A new audio plugin from zplane allows you to remove frequencies in the stereo image by just drawing a box around them.
I'm a big fan of Claudio Passavant AKA Dr Mix and his videos on YouTube where he experiments with new technology or recreates synth tracks of popular or older tunes.
Sometimes he will just set up his studio and jam, sometimes he'll do a test of a new piece of hardware or software and post the results. Whatever he does, he's a very talented (and entertaining) guy.
His recent video about the new audio plugin from zplane called Peel really got me thinking. Peel is an EQ (equalising) plugin that allows the user to remove certain parts of audio based on the frequency and stereo image. All the user has to do is look at the visualiser and then move a graphic box so it goes around the element you wish to remove.
There are other spectral visualisations and EQ tools out there, Adobe Audition has a few and iZotope as well, but they don't offer the one click removal that Peel allows. It's also competitively priced at under $50.
I'll include Claudio's video below, which I urge you to watch first as it he 'deconstructs' Come Together by the Beatles. This track is a good example as the instruments and voices are spread out in frequency and stereo image.

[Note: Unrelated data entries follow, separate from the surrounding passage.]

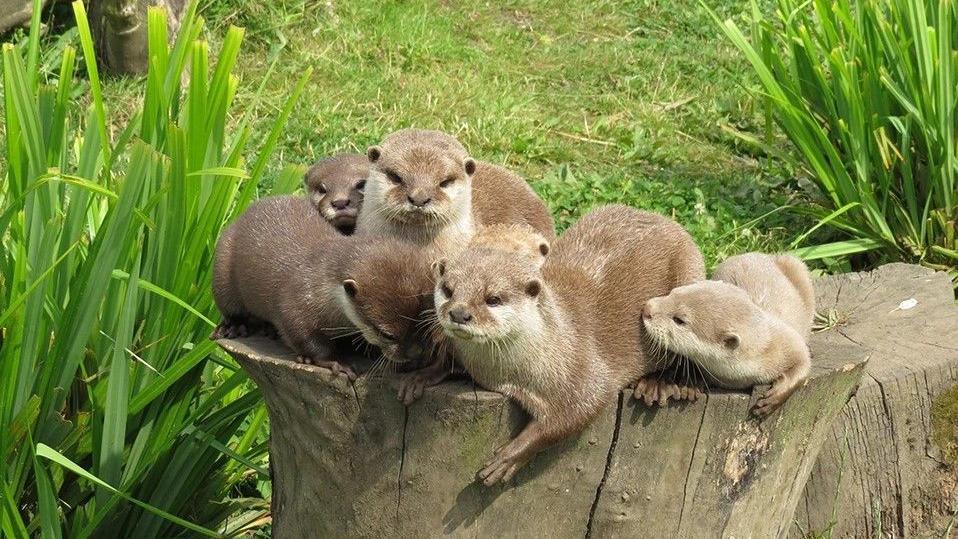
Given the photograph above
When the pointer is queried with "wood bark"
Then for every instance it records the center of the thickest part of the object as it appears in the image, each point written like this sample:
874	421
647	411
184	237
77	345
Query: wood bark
350	459
880	474
120	28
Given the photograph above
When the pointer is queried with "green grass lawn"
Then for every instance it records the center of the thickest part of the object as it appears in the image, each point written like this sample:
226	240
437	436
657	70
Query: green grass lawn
593	102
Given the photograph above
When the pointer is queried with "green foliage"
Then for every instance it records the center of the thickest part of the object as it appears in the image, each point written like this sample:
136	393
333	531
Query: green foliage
120	418
866	92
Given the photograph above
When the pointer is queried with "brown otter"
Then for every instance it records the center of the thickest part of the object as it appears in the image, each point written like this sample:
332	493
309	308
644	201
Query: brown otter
746	327
561	338
335	187
425	188
514	238
282	263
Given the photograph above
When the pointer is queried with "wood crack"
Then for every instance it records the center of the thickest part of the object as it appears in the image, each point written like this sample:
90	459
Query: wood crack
608	466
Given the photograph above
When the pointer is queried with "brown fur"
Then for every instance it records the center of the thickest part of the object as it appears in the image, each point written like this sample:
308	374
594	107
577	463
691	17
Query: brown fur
514	238
335	186
281	263
425	188
567	335
748	327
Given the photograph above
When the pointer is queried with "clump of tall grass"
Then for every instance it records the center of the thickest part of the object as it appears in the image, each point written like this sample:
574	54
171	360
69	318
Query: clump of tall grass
119	417
866	92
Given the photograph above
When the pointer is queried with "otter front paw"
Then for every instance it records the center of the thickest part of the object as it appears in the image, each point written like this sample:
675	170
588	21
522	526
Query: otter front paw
413	384
774	397
652	390
335	366
503	465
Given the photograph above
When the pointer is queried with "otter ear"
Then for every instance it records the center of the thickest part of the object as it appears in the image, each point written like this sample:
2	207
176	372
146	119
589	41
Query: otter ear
439	267
351	288
533	288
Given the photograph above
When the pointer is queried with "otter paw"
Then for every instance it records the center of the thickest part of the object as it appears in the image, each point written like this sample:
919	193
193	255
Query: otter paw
502	467
411	387
771	401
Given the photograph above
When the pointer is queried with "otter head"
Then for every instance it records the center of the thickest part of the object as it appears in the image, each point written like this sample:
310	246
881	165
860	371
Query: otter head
386	294
715	325
421	178
488	295
335	188
516	238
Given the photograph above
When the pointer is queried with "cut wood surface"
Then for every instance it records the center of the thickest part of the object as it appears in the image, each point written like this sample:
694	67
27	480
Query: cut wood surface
351	459
879	473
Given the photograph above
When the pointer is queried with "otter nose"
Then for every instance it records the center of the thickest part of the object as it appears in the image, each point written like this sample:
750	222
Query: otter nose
460	315
418	200
648	311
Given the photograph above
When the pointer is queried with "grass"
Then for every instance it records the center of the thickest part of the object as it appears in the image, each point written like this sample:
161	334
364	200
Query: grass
630	101
629	98
120	417
865	91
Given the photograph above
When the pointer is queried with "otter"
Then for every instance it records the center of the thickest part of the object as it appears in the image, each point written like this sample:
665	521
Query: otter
281	263
516	238
746	327
563	337
424	188
335	187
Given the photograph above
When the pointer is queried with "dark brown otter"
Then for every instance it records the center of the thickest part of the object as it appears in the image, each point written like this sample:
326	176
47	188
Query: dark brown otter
282	263
425	188
335	187
561	337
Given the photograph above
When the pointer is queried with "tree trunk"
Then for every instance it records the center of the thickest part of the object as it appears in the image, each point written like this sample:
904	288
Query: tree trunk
120	28
352	459
882	472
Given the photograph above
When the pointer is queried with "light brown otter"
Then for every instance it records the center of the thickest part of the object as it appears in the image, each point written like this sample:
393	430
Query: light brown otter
282	263
515	238
562	338
335	187
746	327
425	188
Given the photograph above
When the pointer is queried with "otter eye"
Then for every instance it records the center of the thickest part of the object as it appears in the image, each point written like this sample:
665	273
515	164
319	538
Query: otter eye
393	177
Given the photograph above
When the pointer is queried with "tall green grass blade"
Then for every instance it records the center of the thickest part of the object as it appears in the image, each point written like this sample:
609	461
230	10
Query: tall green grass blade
54	456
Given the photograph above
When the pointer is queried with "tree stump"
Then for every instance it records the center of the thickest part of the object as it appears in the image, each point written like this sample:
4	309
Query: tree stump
352	459
880	473
120	27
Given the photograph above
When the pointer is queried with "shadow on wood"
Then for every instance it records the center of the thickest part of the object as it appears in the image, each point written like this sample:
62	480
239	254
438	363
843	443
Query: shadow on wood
351	459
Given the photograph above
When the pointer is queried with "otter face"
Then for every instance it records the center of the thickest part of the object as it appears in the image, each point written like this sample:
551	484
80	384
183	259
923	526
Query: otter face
335	187
487	295
420	185
715	325
386	297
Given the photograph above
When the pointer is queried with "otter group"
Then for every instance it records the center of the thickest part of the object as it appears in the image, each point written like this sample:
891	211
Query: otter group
445	263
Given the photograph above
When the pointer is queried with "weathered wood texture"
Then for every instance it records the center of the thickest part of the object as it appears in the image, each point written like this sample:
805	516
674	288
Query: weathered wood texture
879	473
352	460
120	28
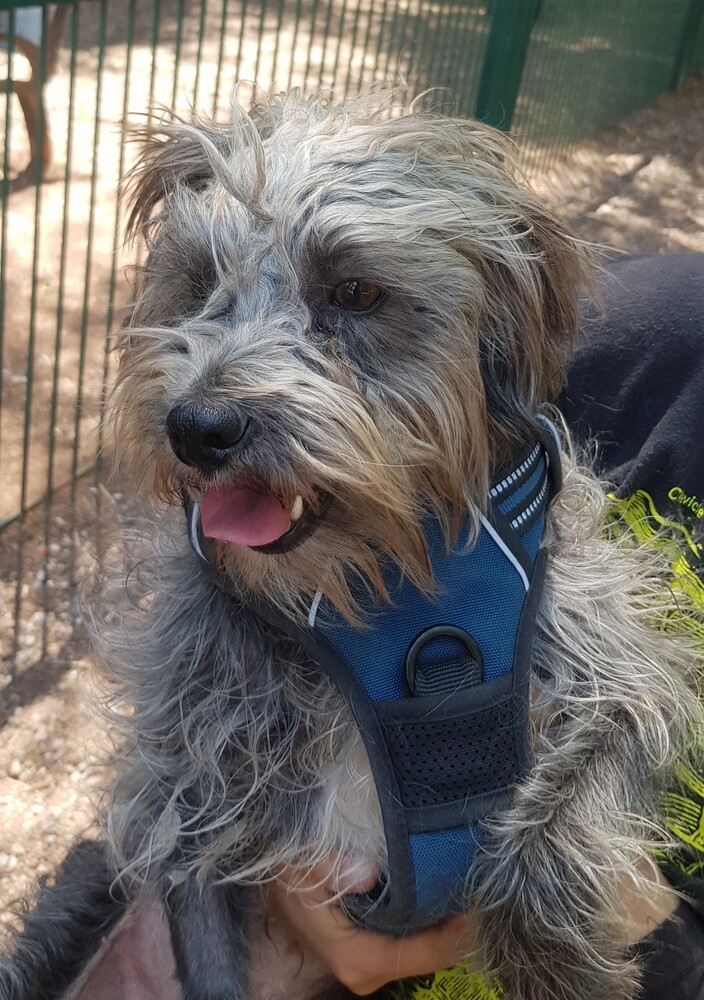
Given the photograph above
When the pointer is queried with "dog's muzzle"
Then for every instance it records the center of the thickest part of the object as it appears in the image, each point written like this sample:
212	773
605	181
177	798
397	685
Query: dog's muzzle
439	688
206	437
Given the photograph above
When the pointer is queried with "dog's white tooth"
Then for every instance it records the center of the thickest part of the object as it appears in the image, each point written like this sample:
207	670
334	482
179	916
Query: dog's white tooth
297	508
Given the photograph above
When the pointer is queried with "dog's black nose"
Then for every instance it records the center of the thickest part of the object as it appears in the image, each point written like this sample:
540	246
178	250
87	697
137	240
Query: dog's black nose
206	436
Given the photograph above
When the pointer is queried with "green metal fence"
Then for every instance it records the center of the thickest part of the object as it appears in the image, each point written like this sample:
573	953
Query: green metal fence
557	71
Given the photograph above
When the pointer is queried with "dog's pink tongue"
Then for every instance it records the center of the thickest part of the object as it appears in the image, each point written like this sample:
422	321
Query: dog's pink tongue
235	514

Of course, I wanted to find out if this plugin worked in Final Cut Pro! As Logic Pro is included on the list of compatible DAWs, it showed up immediately in the FCP audio effects browser after installation. There is a free trial that quits after 5 minutes which is handy to try it out and you'll also need to be running macOS 10.7 or higher. We think this won't be a problem as we had to Google that to realise it was Lion!
First of all, I tried Peel with an interview. Just drop the effect from the audio effects browser on to the audio component you wish to analyse and then EQ. Clicking on the plugin in the Inspector opens up the analysis window.
As this plugin displays the audio spectrum on the Y axis and the stereo image on the X axis, you can see the man's audio is right down the middle as you would expect from a mono source. Possibly you might be able to isolate a troublesome aircon or low hum/rumble this way.
(Click for larger image, click again for pixel to pixel)
Time for some music and a colleague's custom track really shows where Peel works with the stereo spread.
This is where I can see myself using the plugin, lassoing the area around the frequencies in the middle of the stereo spread that would clash with a voice. I like a 'hot mix' when it comes to balancing voice against music, there's nothing worse than just hearing a dribble of music behind a voiceover. This can be exacerbated by listening on the aurally limited speakers of a flatscreen TV.
When mixing, you can run into problems when the music track contains the same frequencies as the voice, electric guitars can be a culprit. So I tend to pull frequencies of music tracks down slightly using the graphic equaliser that is accessible in the inspector for each audio component.
I can do the same with Peel, but limit this to the centre where the voice would sit. By cutting a hole in the audio, the voice shouldn't clash with the music. Clever.
The tests that I have done work, but is it worth $50 just to do this? I would recommend you install the free trial and have an experiment yourself.
A couple of things to note. The selection box does have width limits, but you can get a much smaller selection by using the slider controls in the Inspector. You'll also find an invert and bypass button.
I understand this is designed for DAW use, but I'd also like a slider that controls the amount of EQ applied from 0 to 100% as you might not want to take out ALL the frequencies in the box.
So the conclusion overall is that it's possibly more useful if you're a musician or remixer, but also a tool that just might get you out of a hole (literally) one day.